Prayer is the heart of the life of the Community of Sant'Egidio and is its absolute priority. At the end of the day, every the Community of Sant'Egidio, large or small, gathers around the Lord to listen to his Word. The Word of God and the prayer are, in fact, the very basis of the whole life of the Community. The disciples cannot do other than remain at the feet of Jesus, as did Mary of Bethany, to receive his love and learn his ways (Phil. 2:5).
So every evening, when the Community returns to the feet of the Lord, it repeats the words of the anonymous disciple: " Lord, teach us how to pray". Jesus, Master of prayer, continues to answer: "When you pray, say: Abba, Father". It is not a simple exhortation, it is much more. With these words Jesus lets the disciples participate in his own relationship with the Father. Therefore in prayer, the fact of being children of the Father who is in heaven, comes before the words we may say. So praying is above all a way of being!

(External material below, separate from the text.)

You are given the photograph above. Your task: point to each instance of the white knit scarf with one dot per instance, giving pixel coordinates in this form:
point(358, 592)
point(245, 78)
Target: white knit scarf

That is to say we are children who turn with faith to the Father, certain that they will be heard.
Jesus teaches us to call God "Our Father". And not simply "Father" or "My Father". Disciples, even when they pray on their own, are never isolated nor they are orphans; they are always members of the Lord's family.
In praying together, beside the mystery of being children of God, there is also the mystery of brotherhood, as the Father of the Church said: "You cannot have God as father without having the church as mother". When praying together, the Holy Spirit assembles the disciples in the upper room together with Mary, the Lord's mother, so that they may direct their gaze towards the Lord's face and learn from Him the secret of his Heart.
 The Communities of Sant'Egidio all over the world gather in the various places of prayer and lay before the Lord the hopes and the sufferings of the tired, exhausted crowds of which the Gospel speaks ( Mat. 9: 3-7 ), In these ancient crowds we can see the huge masses of the modern cities, the millions of refugees who continue to flee their countries, the poor, relegated to the very fringe of life and all those who are waiting for someone to take care of them. Praying together includes the cry, the invocation, the aspiration, the desire for peace, the healing and salvation of the men and women of this world. Prayer is never in vain; it rises ceaselessly to the Lord so that anguish is turned into hope, tears into joy, despair into happiness, and solitude into communion. May the Kingdom of God come soon among people!